Reflections on Their Eyes Were Watching God

Reflections on Their Eyes Were Watching God      by Alison Cable

The Dream Keeper, by Langston Hughes

Bring me all of your dreams,
You dreamers,
Bring me all of your
Heart melodies
That I may wrap them
In a blue cloud-cloth
Away from the too-rough fingers
Of the world.

 

I love this prayer-like poem.   It’s simple and painful, but it’s more than that.  A Black American Harlem Renaissance writer, Hughes knew all too well the “too-rough fingers” of the world, and this poem, like many of his others, exposes the raw fragility of dreams. The idea of wrapping dreams up in a “blue cloud-cloth”– the sky as a vast blanket that protects dreams from the realities that threaten them—is comforting and hopeful, and universal.

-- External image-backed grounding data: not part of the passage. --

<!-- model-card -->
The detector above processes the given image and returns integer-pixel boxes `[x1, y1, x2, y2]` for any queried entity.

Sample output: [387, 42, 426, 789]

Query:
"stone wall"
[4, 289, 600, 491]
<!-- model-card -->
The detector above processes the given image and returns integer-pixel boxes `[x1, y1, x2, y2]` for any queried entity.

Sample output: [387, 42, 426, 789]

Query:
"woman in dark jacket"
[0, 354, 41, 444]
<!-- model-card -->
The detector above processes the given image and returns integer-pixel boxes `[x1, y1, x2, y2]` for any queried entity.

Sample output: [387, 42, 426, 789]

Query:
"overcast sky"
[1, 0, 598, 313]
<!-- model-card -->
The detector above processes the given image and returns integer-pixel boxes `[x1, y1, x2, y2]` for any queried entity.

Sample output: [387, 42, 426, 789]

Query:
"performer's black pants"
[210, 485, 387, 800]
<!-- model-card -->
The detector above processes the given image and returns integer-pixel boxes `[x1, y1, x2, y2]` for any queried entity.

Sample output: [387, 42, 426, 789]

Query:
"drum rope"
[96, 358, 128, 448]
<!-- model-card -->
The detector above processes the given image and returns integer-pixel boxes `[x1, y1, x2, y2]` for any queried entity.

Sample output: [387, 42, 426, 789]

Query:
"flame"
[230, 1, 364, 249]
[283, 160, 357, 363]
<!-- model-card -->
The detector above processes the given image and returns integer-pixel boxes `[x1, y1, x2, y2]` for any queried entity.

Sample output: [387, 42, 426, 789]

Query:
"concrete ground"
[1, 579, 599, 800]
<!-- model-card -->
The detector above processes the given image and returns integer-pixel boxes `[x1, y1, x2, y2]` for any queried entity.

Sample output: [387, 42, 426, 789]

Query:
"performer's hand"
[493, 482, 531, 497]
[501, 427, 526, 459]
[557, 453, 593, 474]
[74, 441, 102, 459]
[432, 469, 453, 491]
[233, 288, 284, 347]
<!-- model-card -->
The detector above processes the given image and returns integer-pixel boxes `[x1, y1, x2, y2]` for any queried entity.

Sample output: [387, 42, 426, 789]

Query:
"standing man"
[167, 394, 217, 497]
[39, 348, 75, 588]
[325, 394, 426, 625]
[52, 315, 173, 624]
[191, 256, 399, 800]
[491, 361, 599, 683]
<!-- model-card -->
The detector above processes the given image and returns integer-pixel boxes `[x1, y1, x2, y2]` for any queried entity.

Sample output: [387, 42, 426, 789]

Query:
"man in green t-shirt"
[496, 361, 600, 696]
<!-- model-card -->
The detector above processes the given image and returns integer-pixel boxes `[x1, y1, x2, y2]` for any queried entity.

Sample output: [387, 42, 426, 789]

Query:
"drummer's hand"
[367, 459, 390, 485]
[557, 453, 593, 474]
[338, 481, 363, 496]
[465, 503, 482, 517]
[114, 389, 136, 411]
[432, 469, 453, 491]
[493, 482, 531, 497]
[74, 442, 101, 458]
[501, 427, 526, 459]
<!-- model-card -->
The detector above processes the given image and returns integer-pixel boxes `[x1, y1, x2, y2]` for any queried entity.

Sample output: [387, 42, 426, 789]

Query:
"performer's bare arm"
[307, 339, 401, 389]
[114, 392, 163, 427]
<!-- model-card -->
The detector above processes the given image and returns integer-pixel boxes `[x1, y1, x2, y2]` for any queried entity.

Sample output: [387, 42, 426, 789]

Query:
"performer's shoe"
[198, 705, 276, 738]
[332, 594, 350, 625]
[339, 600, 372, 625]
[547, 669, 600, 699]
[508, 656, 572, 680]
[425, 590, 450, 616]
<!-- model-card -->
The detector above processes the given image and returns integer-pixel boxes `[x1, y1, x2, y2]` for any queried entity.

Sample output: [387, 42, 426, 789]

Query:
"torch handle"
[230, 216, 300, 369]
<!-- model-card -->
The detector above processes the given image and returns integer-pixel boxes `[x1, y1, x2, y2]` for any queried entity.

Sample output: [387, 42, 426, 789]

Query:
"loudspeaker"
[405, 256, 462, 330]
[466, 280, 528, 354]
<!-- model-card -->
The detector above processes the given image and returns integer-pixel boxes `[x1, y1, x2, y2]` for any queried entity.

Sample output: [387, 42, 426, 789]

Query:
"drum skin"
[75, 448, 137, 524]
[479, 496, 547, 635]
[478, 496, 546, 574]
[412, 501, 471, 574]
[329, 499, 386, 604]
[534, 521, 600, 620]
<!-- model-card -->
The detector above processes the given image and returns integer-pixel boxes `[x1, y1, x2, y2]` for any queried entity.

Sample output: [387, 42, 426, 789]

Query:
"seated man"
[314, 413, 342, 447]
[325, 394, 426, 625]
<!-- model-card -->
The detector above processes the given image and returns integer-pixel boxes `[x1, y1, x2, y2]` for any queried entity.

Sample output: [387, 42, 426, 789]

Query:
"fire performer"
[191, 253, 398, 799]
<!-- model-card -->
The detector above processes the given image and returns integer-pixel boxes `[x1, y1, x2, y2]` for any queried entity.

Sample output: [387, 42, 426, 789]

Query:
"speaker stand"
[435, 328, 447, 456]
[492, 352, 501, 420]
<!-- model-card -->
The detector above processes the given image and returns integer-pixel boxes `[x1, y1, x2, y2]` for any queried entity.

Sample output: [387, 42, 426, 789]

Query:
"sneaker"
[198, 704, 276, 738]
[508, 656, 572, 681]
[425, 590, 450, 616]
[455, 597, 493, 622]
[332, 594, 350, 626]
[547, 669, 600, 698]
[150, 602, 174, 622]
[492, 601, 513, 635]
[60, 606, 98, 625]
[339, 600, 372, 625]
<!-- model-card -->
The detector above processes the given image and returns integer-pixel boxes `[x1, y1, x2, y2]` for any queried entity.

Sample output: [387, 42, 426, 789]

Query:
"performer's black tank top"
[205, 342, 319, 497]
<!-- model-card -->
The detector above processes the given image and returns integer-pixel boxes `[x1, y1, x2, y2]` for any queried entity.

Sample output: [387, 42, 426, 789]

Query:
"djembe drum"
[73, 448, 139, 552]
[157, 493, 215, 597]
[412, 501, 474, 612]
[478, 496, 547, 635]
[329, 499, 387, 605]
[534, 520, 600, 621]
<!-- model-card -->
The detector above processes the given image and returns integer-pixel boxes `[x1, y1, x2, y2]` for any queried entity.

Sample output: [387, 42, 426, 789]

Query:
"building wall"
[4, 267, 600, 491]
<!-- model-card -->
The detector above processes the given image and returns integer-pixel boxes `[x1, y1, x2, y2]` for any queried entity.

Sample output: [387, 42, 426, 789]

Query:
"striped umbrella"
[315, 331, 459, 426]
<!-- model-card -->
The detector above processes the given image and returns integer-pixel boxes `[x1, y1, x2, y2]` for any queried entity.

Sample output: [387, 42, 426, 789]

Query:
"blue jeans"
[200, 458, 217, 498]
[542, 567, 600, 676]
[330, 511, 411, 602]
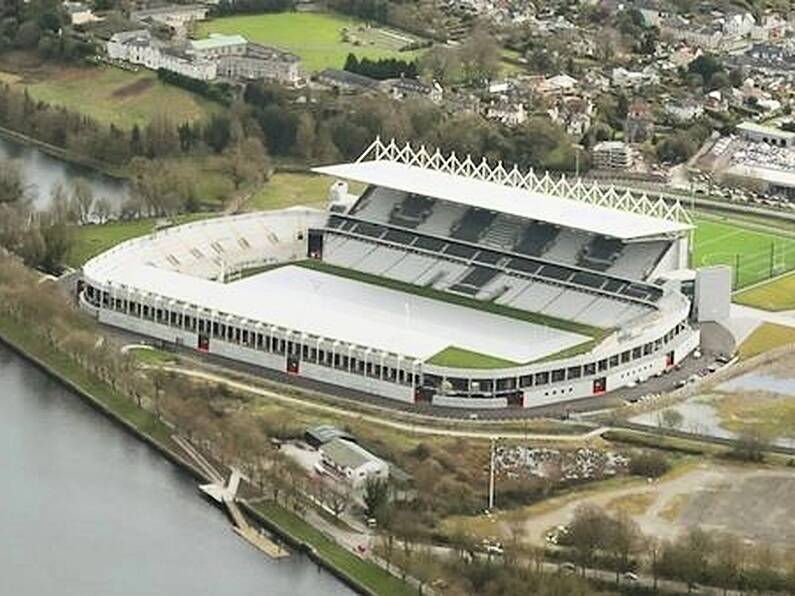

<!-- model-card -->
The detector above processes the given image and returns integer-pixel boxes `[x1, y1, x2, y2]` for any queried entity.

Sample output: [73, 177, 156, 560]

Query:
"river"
[0, 134, 129, 210]
[0, 343, 353, 596]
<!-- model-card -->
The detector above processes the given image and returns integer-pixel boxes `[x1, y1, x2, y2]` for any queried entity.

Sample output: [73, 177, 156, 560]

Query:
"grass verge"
[735, 273, 795, 311]
[737, 322, 795, 359]
[251, 500, 413, 596]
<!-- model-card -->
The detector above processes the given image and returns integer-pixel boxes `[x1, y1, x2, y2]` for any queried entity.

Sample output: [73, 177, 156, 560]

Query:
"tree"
[604, 511, 642, 584]
[458, 28, 500, 85]
[659, 408, 684, 430]
[629, 452, 670, 478]
[567, 504, 610, 575]
[363, 477, 389, 519]
[93, 197, 113, 224]
[71, 178, 94, 224]
[224, 136, 270, 191]
[293, 112, 316, 160]
[0, 161, 28, 204]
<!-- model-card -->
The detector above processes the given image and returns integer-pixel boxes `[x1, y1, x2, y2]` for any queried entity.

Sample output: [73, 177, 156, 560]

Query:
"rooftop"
[314, 160, 691, 239]
[190, 33, 247, 51]
[321, 438, 382, 471]
[737, 121, 795, 140]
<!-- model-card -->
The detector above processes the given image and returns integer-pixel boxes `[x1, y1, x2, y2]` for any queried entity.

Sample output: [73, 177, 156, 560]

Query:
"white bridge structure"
[79, 140, 703, 410]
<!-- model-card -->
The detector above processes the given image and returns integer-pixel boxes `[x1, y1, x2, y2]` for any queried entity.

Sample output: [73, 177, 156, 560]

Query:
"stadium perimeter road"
[106, 323, 734, 422]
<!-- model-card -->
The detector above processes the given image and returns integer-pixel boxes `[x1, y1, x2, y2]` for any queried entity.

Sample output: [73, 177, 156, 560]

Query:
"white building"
[131, 4, 210, 29]
[63, 1, 101, 25]
[593, 141, 633, 170]
[217, 43, 302, 85]
[320, 438, 389, 488]
[106, 30, 217, 81]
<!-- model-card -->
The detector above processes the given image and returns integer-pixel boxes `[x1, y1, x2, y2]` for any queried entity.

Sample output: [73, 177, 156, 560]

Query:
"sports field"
[692, 213, 795, 290]
[195, 12, 424, 72]
[5, 66, 217, 128]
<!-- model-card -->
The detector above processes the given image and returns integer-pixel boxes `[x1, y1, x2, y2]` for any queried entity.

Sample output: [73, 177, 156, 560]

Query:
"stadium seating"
[389, 194, 434, 228]
[451, 208, 497, 242]
[481, 214, 525, 250]
[513, 222, 559, 257]
[543, 229, 591, 263]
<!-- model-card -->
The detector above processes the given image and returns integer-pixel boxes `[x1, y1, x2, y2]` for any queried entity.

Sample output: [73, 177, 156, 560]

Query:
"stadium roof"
[313, 160, 692, 239]
[103, 264, 588, 362]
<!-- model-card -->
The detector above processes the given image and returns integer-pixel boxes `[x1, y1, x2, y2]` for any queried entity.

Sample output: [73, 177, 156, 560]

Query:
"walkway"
[160, 365, 609, 443]
[175, 435, 289, 559]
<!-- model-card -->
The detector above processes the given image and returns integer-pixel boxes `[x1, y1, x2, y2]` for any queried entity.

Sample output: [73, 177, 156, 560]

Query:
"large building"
[79, 139, 702, 410]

Last summer, Toby and I were discussing a salon on Catcher in the Rye, but then came the murder of George Floyd and the BLM protests and we reconsidered whose story we’d rather hear, and really listen to—Holden Caulfield or Janie Crawford?  Both coming of age tales, both quests for self-discovery, both written with skill and style, recognized as American classics.  But whose voice do we want to hear right now?  Need to hear.  Janie’s, of course.  Their Eyes Were Watching God was the clear choice, and the positive response from participants is a message in and of itself.  There was so much to explore, we’ll be running it again in November.  It’s in these choices that we can open ourselves up to examination and real change.

We ran a four-hour intensive, in which we looked carefully at the ways in which Zora Neale Hurston empowers Janie, by making her the teller of her own story and placing her within the classic quest structure as hero, unheard of for a mixed-race girl from Florida in the 1930’s.   We talked about how Hurston uses the vernacular to subvert the traditional linguistic hierarchy and by extension asserts that Black folk culture is valuable, worthy of “literary fiction” and our close attention (not always the assumption during the Harlem Renaissance).  It’s also just a beautiful story, and we delighted in the magic of her descriptions (‘Put me down easy, Janie, ah’m a cracked plate’).

We also talked about the nature imagery in the novel, and Hughes’ ‘cloud-cloth’ reminds me of Hurston’s recurring image of the horizon– from the evocative opening lines (‘Ships at a distance hold every man’s wish on board’) to the final lines, where Janie wraps herself in the horizon, having been there and back.

Toward the beginning of her coming-of-age journey, Janie aspires to fulfilment through love and self-expression, but her grandmother marries her off to a man who will treat her as a servant:

Nanny had taken the biggest thing God ever made, the horizon—for no matter how far a person can go the horizon is still way beyond you—and pinched it in to such a little bit of a thing that she could tie it about her granddaughter’s neck tight enough to choke her. (102)

But two husbands and a hurricane later, Janie has returned home from her quest to tell her story and share the prize with her community:

Here was peace.  She pulled in her horizon like a great fish-net.  Pulled it from around the waist of the world and draped it over her shoulder.  So much of life in it’s meshes! She called in her soul to come and see. (221)

While this is not a book overtly about racism, it is a portrait of Black life in a racist society.  White readers like myself who attend to it closely are given an opportunity to take a step toward understanding the lived experience of racism.  Hurston celebrates the living rhythms of Black communities and cultural expressions, and portrays Black people within their own framework, not simply responding to white people nor the racism white communities perpetrate (e.g. through the use of the vernacular, the absence of white characters).  Zadie Smith sums it up better than I can: “It is about the discovery of self in and through another.  It suggests that even the dark and terrible banality of racism can recede to a vanishing point where you understand, and are understood by, another human being.”